Jonet and Williams decided to add something different to that environment, since people are already engaged.

“The sort of work that we do in gender and sexuality studies, it’s about fighting against injustice and it requires a lot of energy, a tremendous amount of energy and work and physicality and scholarship,” said Williams. “Everyone needs recuperation time, like a retreat to take care and have quiet time, down time. That is what we hope to help people access with this digital kit.”

Some of the everyday practices in the downloadable collection include a decompression video called “Concentration” with original “lofi” music, a copy of “SJZ: Social Justice Zine,” graphic wallpaper for phones and laptops, a task planner page and other everyday digital interactions. 

Williams sees the kit as a way to reach people on a different level of lived experience.

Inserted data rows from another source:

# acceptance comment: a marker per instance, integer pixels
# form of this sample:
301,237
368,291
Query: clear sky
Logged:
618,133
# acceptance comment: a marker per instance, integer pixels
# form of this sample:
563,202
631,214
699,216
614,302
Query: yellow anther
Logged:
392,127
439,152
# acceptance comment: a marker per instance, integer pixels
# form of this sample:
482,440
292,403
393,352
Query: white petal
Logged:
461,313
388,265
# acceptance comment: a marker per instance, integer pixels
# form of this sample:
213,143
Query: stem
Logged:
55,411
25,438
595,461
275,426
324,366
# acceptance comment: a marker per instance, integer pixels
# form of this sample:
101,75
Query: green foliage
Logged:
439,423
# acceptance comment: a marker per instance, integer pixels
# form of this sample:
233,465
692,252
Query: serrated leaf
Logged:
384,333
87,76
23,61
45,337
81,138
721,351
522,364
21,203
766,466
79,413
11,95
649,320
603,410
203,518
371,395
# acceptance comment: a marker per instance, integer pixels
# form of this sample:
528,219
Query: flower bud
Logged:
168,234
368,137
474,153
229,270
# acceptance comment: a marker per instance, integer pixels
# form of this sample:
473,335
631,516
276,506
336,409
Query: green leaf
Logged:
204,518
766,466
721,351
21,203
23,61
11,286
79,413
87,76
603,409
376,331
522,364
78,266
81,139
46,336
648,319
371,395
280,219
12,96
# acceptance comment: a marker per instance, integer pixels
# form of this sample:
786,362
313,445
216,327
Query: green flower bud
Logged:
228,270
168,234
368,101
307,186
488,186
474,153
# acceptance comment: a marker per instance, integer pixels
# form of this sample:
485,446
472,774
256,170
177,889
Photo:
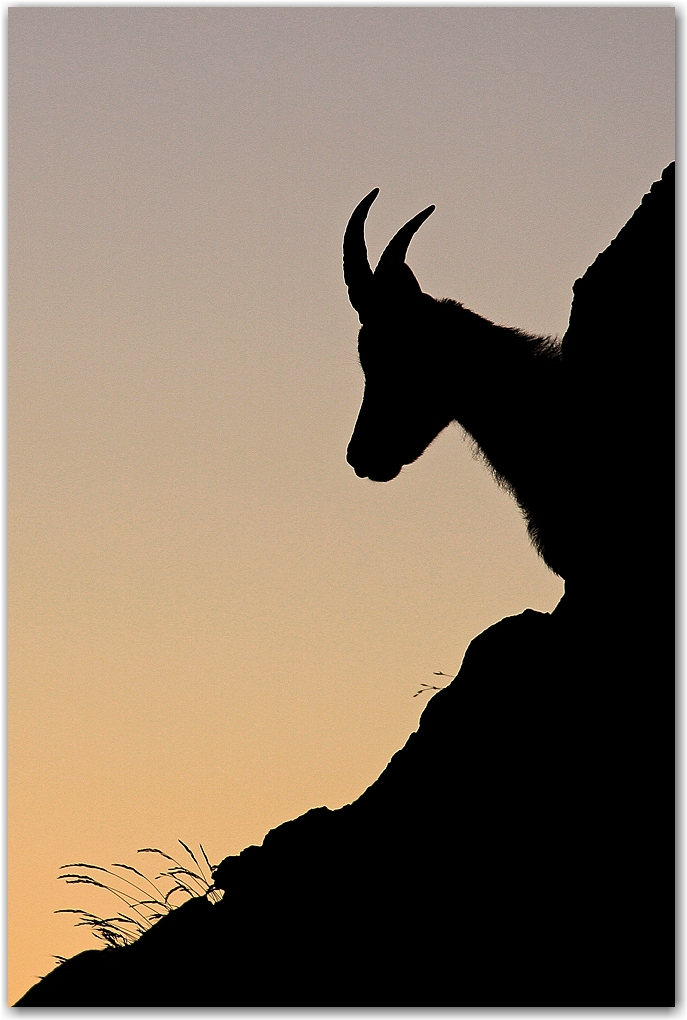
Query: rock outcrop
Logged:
518,851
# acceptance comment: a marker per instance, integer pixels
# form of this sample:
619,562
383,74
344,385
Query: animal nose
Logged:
353,457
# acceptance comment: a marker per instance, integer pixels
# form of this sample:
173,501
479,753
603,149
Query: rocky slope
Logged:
517,851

“The different designs that we have created are all related to the theme and reflect our commitment to social justice, to LGBTQ+ identities,” Williams said. “It's just an interesting way of showing what we do in gender and sexuality studies beyond course work. We get at it through aesthetics and creativity in a way that involves film, music and graphics design.”

The two professors hope people are interested in integrating these gentle reminders as a part of their daily lives.

“I think that there's value from it that we may not understand fully in the immediate moment, but the impact may be more in the long term,” Jonet said.

The video “Concentration” will be presented as part of a panel on internet culture at the national Popular Culture Association conference in April, where it will receive its official premiere.